The truth is painful: some Abuja judges are not just complicit——they are pivotal actors in the tragic play as if they are the only ones that can interpret the law. And while democrats fight for a semblance of integrity, the judiciary closes ranks, protecting its corrupt members. The leadership of NJC, compromised or fearful, turns blind at the most needed time to act. It is a shameful reality that those judges, who should ordinarily be the guardians of justice, are presiding and encouraging the painful death of the democracy.
From all the drama plays, who then suffers the most from the courtroom psychosis other than the people? Ordinary Nigerians, watching from the sidelines, are only left to shake their heads in sorrow as personal interests, political supremacy and deep-seated corruption steadily destroys the fabric of the nascent democracy sustained over the years by the PDP.
While PDP battles the odds with expertise, the judiciary stands as its silent albatross, the people are left with the option of either to suffer the consequences innocently, or defect to the ruling party APC for series of punishments and denial of rights to freedom of speech and association.
It is the majority of Nigerians that are left without proper and effective governance, left to endure rising unemployment, decaying infrastructure, and a political system that cares more about who gets the next Court order than who can serve the people with all sincerity. They watch helplessly as gluttonous politicians dance to the tune of the judiciary, their voices silenced under the weight of Court rulings designed to maintain power for the few greedy ones at the expense of many.

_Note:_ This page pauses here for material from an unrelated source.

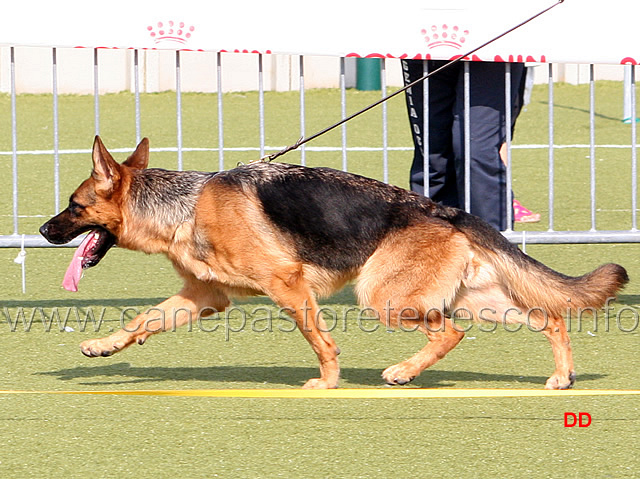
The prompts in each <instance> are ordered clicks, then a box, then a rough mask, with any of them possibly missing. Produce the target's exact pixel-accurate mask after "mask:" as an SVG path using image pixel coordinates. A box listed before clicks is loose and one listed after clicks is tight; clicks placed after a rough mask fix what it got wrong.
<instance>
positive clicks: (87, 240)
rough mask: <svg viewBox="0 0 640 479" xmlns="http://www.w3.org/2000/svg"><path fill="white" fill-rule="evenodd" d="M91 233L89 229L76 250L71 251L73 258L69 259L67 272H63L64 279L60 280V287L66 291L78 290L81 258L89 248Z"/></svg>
mask: <svg viewBox="0 0 640 479" xmlns="http://www.w3.org/2000/svg"><path fill="white" fill-rule="evenodd" d="M93 235H94V232H93V231H89V234H88V235H87V236H86V237H85V239H84V240H83V241H82V243H80V246H78V249H76V252H75V253H73V259H72V260H71V263H70V264H69V267H68V268H67V272H66V273H65V274H64V279H63V280H62V287H63V288H64V289H66V290H67V291H74V292H75V291H78V283H79V282H80V277H81V276H82V258H83V257H84V255H85V253H86V252H87V250H88V249H89V243H90V242H91V240H92V239H93Z"/></svg>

As the painful drama unfolds, Nigerians are forced to confront the brutal reality: democracy, once the hope for a brighter future, is now a weapon in the hands of those who seek to destroy it.
And as Abuja judges continue to shape the destiny of a broken political system, the Nigerian people are left with little more than their own despair——a despair born not just from failed leadership, but from the betrayal of the very institutions meant to protect them.
In the end, PDP’s psychosis spiral will pass, the Court orders will fade, and the power struggles will shift. But the scars on Nigeria’s democratic soul will remain. A constant reminder of a judiciary that failed to serve the people, and a political party, APC, that lost its way to a one-party system.